According to several well-placed Rome sources, Iranian officials are quietly laying the groundwork necessary to turn to Pope Benedict XVI and top Vatican diplomats for mediation if the showdown with the United States should escalate toward a military intervention. The 80-year-old Pope has thus far steered clear of any strong public comments about either Iran's failure to fully comply with U.N. nuclear weapons inspectors or the drumbeat of war coming from some corners in Washington. But Iran, which has had diplomatic relations with the Holy See for 53 years, may be trying to line up Benedict as an ace in the hole for staving off a potential attack in the coming months.
"The Vatican seems to be part of their strategy," a senior Western diplomat in Rome said of the Iranian leadership. "They'll have an idea of when the 11th hour is coming. And they know an intervention of the Vatican is the most open and amenable route to Western public opinion. It could buy them time."
If the situation heats up in the coming months, the question of exactly what role the Vatican would play could become pivotal. Says one high-ranking Vatican official: "The Iranians look to the Holy See with particular attention. It is born from our common religious matrix. This could be utilized to offer ourselves as an intermediary if the crisis worsens." Among the potential moves: a forceful series of public appeals by the Pope, a Vatican emissary sent to Washington and Tehran, or a visit to the Vatican by Iranian President President Mahmoud Ahmadinejad, Time reports.
Pravda.Ru has interviewed Dr. William F. Schulz, Senior Fellow of Center for American Progress, who works in the area of religion and public policy, to find out whether it is possible for Iran to use Pope Benedict XVI as its secret weapon.
Pravda.Ru: If Pope Benedict XVI delivers a speech supporting Iran could it stave off a potential US attack?
William Schulz: The Vatican strongly opposed US intervention in Iraq in 2003 and that appeared to make little difference in US decision-making. Even granting that it is now a different era and a different pope, that experience leads me to doubt that, if the US is determined to attack Iran, the Pope's entreaties could stop it from doing so. On the other hand, in the face of the debacle in Iraq, the US administration is at least marginally more attentive to international opinion now than in 2003 and so an appeal from the Pope, coupled with those from other international leaders, particularly allies, might encourage a more extended period of negotiation.
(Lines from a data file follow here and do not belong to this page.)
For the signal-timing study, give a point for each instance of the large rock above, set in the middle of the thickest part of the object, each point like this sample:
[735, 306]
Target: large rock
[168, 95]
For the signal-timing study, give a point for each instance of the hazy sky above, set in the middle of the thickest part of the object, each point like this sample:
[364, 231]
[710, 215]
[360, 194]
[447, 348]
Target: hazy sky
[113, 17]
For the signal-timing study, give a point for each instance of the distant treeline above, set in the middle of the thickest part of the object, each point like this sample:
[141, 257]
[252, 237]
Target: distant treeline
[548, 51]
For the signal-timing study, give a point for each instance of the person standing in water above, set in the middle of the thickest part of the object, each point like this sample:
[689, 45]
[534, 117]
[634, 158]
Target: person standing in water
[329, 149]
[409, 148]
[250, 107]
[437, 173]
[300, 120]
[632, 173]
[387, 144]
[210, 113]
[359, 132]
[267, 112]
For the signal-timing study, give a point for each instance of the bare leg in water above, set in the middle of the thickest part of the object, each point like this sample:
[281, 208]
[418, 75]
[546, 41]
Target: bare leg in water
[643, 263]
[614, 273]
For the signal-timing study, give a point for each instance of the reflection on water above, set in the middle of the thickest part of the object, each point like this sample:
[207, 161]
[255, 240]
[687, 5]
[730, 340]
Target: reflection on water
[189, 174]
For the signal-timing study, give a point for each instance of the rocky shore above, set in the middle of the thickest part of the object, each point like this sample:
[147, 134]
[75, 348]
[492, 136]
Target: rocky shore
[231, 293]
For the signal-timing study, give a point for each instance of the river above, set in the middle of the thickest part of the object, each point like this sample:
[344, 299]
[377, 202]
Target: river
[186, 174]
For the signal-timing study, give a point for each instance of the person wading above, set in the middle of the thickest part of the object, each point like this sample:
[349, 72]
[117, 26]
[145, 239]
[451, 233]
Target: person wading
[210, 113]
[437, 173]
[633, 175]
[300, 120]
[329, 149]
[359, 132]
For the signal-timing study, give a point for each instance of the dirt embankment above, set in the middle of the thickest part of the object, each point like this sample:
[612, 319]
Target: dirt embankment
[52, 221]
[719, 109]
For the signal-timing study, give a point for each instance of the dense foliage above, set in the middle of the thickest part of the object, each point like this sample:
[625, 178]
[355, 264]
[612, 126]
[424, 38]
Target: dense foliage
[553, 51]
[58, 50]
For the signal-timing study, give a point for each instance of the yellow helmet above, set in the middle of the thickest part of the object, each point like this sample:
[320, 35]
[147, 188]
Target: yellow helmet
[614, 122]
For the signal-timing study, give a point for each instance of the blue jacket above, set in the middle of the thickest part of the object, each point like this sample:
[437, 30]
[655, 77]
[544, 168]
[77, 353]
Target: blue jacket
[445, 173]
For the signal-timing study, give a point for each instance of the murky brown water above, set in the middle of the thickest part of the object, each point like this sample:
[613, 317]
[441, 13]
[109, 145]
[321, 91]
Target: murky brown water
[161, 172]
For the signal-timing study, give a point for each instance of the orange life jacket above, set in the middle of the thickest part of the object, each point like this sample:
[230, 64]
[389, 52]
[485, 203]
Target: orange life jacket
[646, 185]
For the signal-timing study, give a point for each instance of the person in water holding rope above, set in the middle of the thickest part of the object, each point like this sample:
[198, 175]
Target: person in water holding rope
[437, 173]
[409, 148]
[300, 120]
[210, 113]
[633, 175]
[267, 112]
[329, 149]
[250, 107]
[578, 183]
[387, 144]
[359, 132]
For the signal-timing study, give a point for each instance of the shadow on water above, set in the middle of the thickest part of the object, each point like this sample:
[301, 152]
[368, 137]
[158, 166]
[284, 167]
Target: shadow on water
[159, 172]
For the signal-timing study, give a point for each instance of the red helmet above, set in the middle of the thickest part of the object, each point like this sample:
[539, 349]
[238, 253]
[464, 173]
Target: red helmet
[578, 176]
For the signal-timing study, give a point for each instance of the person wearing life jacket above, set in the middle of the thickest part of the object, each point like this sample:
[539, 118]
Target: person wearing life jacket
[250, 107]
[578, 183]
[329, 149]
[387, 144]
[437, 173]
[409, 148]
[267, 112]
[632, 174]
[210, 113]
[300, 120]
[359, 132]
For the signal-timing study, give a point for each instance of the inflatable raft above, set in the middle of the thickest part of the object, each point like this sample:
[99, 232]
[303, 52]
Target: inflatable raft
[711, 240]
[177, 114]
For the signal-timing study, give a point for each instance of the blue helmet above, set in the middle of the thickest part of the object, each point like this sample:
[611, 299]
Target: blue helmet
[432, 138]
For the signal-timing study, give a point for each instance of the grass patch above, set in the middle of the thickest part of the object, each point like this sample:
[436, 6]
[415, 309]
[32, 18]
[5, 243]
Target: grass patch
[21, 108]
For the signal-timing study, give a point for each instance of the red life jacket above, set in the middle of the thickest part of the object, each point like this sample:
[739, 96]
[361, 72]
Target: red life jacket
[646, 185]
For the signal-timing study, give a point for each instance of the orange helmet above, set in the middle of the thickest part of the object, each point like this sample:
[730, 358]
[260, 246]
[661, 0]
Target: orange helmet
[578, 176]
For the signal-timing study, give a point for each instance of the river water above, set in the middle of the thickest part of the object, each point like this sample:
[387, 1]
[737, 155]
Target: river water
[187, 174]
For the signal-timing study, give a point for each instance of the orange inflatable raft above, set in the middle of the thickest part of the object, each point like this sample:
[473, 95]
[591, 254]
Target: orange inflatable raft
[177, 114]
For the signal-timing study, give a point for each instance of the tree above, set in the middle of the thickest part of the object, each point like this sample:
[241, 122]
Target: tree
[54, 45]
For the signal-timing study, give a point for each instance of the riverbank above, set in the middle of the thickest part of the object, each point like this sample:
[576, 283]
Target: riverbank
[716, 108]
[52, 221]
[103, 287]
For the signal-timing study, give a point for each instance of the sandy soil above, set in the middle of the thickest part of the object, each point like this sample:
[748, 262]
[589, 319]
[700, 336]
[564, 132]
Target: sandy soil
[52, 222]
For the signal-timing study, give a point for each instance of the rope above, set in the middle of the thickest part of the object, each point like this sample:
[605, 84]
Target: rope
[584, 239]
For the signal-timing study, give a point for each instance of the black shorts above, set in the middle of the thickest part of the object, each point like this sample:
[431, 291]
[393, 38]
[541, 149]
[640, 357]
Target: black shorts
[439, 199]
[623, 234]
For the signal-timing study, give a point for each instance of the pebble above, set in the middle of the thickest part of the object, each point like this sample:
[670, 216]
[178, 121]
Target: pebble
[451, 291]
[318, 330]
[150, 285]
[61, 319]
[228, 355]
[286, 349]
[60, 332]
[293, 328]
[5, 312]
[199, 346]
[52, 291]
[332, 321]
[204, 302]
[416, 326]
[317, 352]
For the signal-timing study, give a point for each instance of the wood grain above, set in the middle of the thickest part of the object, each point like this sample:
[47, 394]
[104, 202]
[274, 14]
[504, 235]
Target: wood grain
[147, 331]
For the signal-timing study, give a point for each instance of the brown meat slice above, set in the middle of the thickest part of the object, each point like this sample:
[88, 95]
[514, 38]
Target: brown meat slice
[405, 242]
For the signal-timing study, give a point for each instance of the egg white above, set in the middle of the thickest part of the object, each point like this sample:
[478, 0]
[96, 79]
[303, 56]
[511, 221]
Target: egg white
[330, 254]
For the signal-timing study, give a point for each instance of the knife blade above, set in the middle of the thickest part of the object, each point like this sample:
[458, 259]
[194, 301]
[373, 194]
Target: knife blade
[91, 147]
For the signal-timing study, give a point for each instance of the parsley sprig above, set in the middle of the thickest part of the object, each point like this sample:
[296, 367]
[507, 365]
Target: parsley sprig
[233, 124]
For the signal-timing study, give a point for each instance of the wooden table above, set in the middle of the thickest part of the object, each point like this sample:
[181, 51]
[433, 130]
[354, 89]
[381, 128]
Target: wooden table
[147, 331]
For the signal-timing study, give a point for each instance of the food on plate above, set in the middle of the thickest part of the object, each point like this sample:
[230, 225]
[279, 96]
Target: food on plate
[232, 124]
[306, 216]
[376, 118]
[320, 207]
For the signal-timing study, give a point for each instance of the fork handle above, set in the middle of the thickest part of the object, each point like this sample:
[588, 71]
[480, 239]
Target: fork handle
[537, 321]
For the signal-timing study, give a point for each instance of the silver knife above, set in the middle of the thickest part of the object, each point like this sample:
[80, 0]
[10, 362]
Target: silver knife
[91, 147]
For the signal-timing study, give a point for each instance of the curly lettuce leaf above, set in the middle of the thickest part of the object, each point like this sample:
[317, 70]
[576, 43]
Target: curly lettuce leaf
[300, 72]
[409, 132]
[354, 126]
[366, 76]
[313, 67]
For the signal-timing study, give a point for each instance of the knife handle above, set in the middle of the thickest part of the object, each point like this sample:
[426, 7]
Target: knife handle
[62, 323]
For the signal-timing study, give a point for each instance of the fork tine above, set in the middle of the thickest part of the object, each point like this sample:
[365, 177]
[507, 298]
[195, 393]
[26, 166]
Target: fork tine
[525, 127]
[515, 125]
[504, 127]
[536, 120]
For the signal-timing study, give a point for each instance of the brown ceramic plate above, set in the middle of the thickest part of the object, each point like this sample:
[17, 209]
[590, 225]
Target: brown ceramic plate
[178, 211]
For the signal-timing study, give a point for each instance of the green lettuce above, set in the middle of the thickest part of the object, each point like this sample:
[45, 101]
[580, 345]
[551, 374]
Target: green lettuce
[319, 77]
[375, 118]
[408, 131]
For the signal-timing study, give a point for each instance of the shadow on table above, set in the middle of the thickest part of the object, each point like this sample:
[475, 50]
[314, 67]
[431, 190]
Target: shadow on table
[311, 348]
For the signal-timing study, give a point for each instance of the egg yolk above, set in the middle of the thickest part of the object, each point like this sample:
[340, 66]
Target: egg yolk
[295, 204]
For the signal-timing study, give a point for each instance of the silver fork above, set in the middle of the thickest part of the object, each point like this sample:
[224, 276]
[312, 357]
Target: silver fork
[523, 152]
Pravda.Ru: Is Vatican’s peacemaking initiative strong enough to lead to confessional friendship between Catholicism and Islam?
William Schulz: I strongly doubt that a rapprochement between the Vatican and Iran will in and of itself "lead to confessional friendship between Catholicism and Islam." The barriers between the two faiths are both generations in the making and exacerbated by the current traumas related to terrorusm. Moreover, Iran is but one Islamic country among many (and a Shiite country at that) that is feared and in some cases even loathed by other Islamic regimes, such as that of Saudi Arabia.
It would take far more than a verbal appeal by the Pope on Iran's behalf (which, after all, would be motivated more by geopolitical concerns than by a newfound sympathy on the Pope's part for Islam as a religion) to bring deep reconciliation between these two great faith traditions.